En classe de médecine (oui, je sais, il y a très longtemps... —je suis gradué de l’Université de Sherbrooke en 1983), les cours en allergie me rebutaient. Pleins de molécules aux noms en acronyme (SRS-A, etc.) dont on n'était pas très sûr de ce qu’elles faisaient.

Des tests pas très fiables (contrairement aux résultats de radiographies par exemple), des patients avec des histoires «pas comme dans le livre...». Disons que la chirurgie, c’était plus mon style: on trouve le bobo, on l’enlève et on n’en parle plus!

Mais c’était avant...

Il y a six ans, j’ai dû mettre un terme à ma pratique chirurgicale en oto-rhino-laryngologie —un otorhino-laryngologue est un spécialiste des oreilles, du nez et de la gorge— en raison d’un problème neurologique (tremblements).

À contre-cœur, j’ai considéré une réorientation dans le domaine de l’allergie.

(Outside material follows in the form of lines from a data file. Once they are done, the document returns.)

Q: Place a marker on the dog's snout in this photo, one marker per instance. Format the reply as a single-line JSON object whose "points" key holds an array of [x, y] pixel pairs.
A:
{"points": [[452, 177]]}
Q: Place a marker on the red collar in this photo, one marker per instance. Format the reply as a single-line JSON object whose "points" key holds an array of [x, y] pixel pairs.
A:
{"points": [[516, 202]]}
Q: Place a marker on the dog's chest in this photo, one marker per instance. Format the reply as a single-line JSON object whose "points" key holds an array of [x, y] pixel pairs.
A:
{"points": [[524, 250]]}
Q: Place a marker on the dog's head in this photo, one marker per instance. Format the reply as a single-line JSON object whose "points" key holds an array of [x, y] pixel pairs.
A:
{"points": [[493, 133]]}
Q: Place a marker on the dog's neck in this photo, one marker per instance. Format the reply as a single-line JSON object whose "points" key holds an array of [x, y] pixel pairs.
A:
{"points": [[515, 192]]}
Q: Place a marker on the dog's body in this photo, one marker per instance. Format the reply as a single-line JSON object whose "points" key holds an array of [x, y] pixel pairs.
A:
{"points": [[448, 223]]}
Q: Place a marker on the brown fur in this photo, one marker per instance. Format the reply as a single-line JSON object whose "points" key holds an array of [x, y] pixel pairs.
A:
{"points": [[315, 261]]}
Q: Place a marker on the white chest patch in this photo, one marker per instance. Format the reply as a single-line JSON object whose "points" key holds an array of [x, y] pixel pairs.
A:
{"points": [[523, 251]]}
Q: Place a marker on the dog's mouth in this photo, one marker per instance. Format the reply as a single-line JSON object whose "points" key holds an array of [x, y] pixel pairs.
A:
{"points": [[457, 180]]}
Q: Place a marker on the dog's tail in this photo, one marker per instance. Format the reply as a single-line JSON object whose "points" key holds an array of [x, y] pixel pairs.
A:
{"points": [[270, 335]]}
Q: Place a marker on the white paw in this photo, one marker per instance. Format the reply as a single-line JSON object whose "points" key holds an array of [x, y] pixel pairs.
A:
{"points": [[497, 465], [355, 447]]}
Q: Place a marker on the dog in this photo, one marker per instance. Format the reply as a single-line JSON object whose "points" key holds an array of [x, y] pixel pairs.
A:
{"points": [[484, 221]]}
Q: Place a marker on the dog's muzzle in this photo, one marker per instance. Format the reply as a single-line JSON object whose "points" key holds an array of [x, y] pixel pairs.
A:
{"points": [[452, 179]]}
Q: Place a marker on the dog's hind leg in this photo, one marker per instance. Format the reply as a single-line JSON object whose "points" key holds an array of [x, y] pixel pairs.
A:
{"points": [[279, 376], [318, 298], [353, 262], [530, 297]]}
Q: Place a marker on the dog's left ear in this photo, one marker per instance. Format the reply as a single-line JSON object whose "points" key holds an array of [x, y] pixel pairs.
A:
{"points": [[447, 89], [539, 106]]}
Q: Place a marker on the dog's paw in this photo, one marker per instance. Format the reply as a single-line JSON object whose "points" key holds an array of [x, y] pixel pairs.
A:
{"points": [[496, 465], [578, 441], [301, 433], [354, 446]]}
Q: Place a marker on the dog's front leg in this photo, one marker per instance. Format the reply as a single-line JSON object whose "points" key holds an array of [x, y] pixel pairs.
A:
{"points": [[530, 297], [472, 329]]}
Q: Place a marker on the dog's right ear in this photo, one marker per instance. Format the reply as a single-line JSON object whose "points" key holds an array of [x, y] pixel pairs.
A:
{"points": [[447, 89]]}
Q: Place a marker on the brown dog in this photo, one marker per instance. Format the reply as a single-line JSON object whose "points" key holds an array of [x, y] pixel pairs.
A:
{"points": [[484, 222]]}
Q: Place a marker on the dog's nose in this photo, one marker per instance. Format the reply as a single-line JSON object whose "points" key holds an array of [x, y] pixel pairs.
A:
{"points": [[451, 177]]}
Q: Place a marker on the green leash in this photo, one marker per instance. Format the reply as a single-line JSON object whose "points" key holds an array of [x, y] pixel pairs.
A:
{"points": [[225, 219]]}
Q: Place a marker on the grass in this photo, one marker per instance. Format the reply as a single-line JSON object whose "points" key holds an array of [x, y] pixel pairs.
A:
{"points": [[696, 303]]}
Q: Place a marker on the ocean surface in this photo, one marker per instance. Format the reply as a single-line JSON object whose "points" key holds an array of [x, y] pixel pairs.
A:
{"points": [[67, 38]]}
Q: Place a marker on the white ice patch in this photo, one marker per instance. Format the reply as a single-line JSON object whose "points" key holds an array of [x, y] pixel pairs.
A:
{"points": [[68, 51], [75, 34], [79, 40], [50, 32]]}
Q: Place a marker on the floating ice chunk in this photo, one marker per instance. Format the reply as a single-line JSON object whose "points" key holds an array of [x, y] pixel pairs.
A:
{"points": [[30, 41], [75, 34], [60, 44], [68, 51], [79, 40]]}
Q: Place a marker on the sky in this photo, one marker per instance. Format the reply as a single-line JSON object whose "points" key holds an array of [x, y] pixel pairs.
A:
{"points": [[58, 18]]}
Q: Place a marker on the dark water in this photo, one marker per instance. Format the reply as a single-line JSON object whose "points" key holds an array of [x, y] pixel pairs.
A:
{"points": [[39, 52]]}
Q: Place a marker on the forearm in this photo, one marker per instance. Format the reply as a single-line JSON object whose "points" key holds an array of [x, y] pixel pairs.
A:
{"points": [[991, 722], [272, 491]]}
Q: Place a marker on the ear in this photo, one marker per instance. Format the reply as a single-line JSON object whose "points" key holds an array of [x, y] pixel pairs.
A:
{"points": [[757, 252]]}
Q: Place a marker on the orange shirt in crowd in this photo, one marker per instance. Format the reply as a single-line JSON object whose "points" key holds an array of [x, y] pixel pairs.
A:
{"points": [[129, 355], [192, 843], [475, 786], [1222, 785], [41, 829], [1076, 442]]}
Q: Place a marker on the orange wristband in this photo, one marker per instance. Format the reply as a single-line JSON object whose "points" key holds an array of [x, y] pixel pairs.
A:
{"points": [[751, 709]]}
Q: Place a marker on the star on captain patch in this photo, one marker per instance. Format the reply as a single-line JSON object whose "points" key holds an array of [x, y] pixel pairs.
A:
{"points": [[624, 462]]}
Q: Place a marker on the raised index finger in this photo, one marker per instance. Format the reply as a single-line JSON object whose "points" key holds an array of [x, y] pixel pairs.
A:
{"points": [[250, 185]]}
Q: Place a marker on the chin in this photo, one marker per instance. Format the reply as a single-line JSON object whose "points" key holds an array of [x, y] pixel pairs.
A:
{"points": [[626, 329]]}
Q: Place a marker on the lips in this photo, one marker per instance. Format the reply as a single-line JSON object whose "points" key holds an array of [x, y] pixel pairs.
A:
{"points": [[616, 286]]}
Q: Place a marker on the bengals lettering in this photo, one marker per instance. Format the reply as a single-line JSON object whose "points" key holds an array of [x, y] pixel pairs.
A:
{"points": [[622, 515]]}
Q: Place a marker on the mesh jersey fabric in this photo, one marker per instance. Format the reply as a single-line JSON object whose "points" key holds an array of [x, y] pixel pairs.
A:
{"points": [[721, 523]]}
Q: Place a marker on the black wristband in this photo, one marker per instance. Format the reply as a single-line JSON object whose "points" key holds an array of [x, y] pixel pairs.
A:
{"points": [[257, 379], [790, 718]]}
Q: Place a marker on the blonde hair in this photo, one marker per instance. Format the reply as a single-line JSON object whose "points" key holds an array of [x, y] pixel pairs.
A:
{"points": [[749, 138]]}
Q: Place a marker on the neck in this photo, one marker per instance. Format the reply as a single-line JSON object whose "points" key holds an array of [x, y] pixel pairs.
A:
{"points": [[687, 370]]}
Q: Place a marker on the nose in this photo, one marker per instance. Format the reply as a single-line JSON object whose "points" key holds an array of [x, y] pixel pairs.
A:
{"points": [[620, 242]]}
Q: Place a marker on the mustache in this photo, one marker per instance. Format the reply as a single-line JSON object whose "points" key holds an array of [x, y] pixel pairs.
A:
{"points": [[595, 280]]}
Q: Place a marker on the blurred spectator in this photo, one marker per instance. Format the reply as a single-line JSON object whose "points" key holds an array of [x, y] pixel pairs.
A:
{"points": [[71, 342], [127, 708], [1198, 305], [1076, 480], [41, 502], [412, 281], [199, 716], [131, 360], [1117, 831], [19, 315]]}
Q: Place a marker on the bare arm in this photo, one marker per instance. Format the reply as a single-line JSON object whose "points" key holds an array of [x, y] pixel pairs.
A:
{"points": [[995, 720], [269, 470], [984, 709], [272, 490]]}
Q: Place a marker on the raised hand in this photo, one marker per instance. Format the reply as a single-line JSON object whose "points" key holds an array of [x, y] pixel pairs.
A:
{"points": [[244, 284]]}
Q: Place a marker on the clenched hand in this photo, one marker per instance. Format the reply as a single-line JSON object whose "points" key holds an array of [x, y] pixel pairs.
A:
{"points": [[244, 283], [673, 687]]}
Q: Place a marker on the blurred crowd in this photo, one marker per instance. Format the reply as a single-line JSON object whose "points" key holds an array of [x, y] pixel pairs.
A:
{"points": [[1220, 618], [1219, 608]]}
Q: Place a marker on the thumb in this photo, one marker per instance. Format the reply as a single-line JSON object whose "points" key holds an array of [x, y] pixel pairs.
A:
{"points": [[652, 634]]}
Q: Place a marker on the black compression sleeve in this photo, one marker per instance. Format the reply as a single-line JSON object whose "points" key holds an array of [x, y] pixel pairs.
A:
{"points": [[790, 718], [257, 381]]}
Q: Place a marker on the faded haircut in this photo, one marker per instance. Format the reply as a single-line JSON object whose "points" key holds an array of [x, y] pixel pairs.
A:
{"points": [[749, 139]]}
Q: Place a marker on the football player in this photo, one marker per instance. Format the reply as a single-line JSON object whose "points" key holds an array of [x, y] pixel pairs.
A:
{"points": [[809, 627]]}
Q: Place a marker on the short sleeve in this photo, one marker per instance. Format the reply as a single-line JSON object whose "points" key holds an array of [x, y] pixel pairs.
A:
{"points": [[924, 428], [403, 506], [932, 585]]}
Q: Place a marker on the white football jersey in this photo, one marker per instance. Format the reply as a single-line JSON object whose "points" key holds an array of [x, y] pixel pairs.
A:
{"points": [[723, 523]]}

Deux raisons m’y poussaient: une immense demande en allergologie et le nombre croissant de patients allergiques.

Ce que j’ai trouvé alors était une science en pleine effervescence, la compréhension de ce que les allergies causent à long terme des complications que je voyais pourtant auparavant comme chirurgien mais sans comprendre pourquoi elles survenaient. Mais surtout qu’on peut maintenant changer les choses, mieux que jamais.

Je me suis résolu d’aller faire des stages de formation en Europe, en France en particulier où je me suis fait plein d’amis que je revois à chaque année et avec qui je peux correspondre via une sorte de Facebook pour allergologues français. J’ai même appris en allergologie moléculaire, une science mal connue ici et que j’enseigne maintenant aux États-Unis...

Comme quoi la science ouvre tant de portes!